It should be slightly lower than that. We never have 255 classes,
because clases get merged. On a system with chain size of 10 we
have 141 classes, with chain size of 8 it's 119 and chain size of
16 gives us 192 size classes.

> >  enum fullness_group {
> > -       ZS_EMPTY,
> > -       ZS_ALMOST_EMPTY,
> > -       ZS_ALMOST_FULL,
> > -       ZS_FULL,
> > +       ZS_USAGE_0,
> > +       ZS_USAGE_10,
> > +       ZS_USAGE_20,
> > +       ZS_USAGE_30,
> > +       ZS_USAGE_40,
> > +       ZS_USAGE_50,
> > +       ZS_USAGE_60,
> > +       ZS_USAGE_70,
> > +       ZS_USAGE_80,
> > +       ZS_USAGE_90,
> > +       ZS_USAGE_99,
> > +       ZS_USAGE_100,
> >         NR_ZS_FULLNESS,
> >  };
> >
> 
> Is there a reason why this can't be done with something like #define
> FULLNESS_GROUPS 10? We can make sure during build that (100 %
> FULLNESS_GROUPS == 0) to make our lives easier. I feel like the code
> will be much more concise and easier to navigate, instead of multiple
> enums and static arrays.

I wanted to keep things the way they are to make reviews simpler.
We probably can do something more "disruptive" in a separate patch.
Sergey Senozhatsky Feb. 10, 2023, 4:24 a.m. UTC | #3
On (23/02/07 10:47), Sergey Senozhatsky wrote:
> > >  enum fullness_group {
> > > -       ZS_EMPTY,
> > > -       ZS_ALMOST_EMPTY,
> > > -       ZS_ALMOST_FULL,
> > > -       ZS_FULL,
> > > +       ZS_USAGE_0,
> > > +       ZS_USAGE_10,
> > > +       ZS_USAGE_20,
> > > +       ZS_USAGE_30,
> > > +       ZS_USAGE_40,
> > > +       ZS_USAGE_50,
> > > +       ZS_USAGE_60,
> > > +       ZS_USAGE_70,
> > > +       ZS_USAGE_80,
> > > +       ZS_USAGE_90,
> > > +       ZS_USAGE_99,
> > > +       ZS_USAGE_100,
> > >         NR_ZS_FULLNESS,
> > >  };
> > >
> > 
> > Is there a reason why this can't be done with something like #define
> > FULLNESS_GROUPS 10? We can make sure during build that (100 %
> > FULLNESS_GROUPS == 0) to make our lives easier. I feel like the code
> > will be much more concise and easier to navigate, instead of multiple
> > enums and static arrays.
> 
> I wanted to keep things the way they are to make reviews simpler.
> We probably can do something more "disruptive" in a separate patch.

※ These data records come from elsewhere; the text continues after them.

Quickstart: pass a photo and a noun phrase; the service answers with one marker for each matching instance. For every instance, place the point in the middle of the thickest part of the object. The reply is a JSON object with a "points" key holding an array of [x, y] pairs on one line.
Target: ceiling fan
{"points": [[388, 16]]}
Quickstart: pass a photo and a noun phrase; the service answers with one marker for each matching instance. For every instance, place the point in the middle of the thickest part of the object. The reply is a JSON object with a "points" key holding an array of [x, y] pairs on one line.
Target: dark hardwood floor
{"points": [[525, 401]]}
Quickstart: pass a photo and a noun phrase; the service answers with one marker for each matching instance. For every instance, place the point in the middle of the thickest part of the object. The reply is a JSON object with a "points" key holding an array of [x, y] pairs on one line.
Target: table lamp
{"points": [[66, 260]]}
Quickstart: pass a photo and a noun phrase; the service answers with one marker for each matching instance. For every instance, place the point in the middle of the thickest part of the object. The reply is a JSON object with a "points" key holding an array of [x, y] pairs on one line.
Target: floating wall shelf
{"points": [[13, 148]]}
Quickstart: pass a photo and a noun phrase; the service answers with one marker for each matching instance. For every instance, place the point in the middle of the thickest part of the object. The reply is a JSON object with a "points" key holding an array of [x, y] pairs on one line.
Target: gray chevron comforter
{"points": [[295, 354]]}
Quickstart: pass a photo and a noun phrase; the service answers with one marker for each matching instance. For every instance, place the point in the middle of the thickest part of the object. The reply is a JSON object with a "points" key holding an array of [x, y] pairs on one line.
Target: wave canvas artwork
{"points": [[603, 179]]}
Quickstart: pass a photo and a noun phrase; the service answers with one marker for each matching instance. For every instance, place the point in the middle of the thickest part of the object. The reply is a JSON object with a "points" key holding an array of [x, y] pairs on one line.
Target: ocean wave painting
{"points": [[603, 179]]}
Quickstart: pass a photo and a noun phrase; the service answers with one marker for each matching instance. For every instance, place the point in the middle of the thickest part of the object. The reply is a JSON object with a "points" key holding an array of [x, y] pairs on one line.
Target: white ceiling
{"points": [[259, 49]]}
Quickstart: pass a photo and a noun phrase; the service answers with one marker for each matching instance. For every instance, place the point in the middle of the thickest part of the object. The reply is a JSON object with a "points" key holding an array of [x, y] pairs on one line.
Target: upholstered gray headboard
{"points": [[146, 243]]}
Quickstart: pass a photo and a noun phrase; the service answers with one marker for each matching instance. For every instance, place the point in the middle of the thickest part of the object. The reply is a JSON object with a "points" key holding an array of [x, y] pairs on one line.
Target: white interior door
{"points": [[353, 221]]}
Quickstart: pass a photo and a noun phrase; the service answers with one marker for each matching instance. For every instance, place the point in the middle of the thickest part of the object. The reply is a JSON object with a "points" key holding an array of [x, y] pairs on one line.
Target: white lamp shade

Forgot to mention, I was also thinking about extending zsmalloc stats
file and providing values for each fullness group per class, as opposed
to current ALMOST_EMPTY and ALMOST_FULL stats, which don't tell much.

I can get rid of static const arrays and pass "begin / end" group IDs to
functions that iterate fullness lists and pick the first head page, but
I think that enum values will stay.
Yosry Ahmed Feb. 10, 2023, 4:25 a.m. UTC | #4
On Thu, Feb 9, 2023 at 8:24 PM Sergey Senozhatsky
<senozhatsky@chromium.org> wrote:
>
> On (23/02/07 10:47), Sergey Senozhatsky wrote:
> > > >  enum fullness_group {
> > > > -       ZS_EMPTY,
> > > > -       ZS_ALMOST_EMPTY,
> > > > -       ZS_ALMOST_FULL,
> > > > -       ZS_FULL,
> > > > +       ZS_USAGE_0,
> > > > +       ZS_USAGE_10,
> > > > +       ZS_USAGE_20,
> > > > +       ZS_USAGE_30,
> > > > +       ZS_USAGE_40,
> > > > +       ZS_USAGE_50,
> > > > +       ZS_USAGE_60,
> > > > +       ZS_USAGE_70,
> > > > +       ZS_USAGE_80,
> > > > +       ZS_USAGE_90,
> > > > +       ZS_USAGE_99,
> > > > +       ZS_USAGE_100,
> > > >         NR_ZS_FULLNESS,
> > > >  };
> > > >
> > >
> > > Is there a reason why this can't be done with something like #define
> > > FULLNESS_GROUPS 10? We can make sure during build that (100 %
> > > FULLNESS_GROUPS == 0) to make our lives easier. I feel like the code
> > > will be much more concise and easier to navigate, instead of multiple
> > > enums and static arrays.
> >
> > I wanted to keep things the way they are to make reviews simpler.
> > We probably can do something more "disruptive" in a separate patch.
>
> Forgot to mention, I was also thinking about extending zsmalloc stats
> file and providing values for each fullness group per class, as opposed
> to current ALMOST_EMPTY and ALMOST_FULL stats, which don't tell much.

Makes sense.

>
> I can get rid of static const arrays and pass "begin / end" group IDs to
> functions that iterate fullness lists and pick the first head page, but
> I think that enum values will stay.

Do they have to stay for a technical reason or just to make reviews simpler?
Sergey Senozhatsky Feb. 10, 2023, 4:29 a.m. UTC | #5
On (23/02/09 20:25), Yosry Ahmed wrote:
> > On (23/02/07 10:47), Sergey Senozhatsky wrote:
[..]
> > Forgot to mention, I was also thinking about extending zsmalloc stats
> > file and providing values for each fullness group per class, as opposed
> > to current ALMOST_EMPTY and ALMOST_FULL stats, which don't tell much.
> 
> Makes sense.
> 
> >
> > I can get rid of static const arrays and pass "begin / end" group IDs to
> > functions that iterate fullness lists and pick the first head page, but
> > I think that enum values will stay.
> 
> Do they have to stay for a technical reason or just to make reviews simpler?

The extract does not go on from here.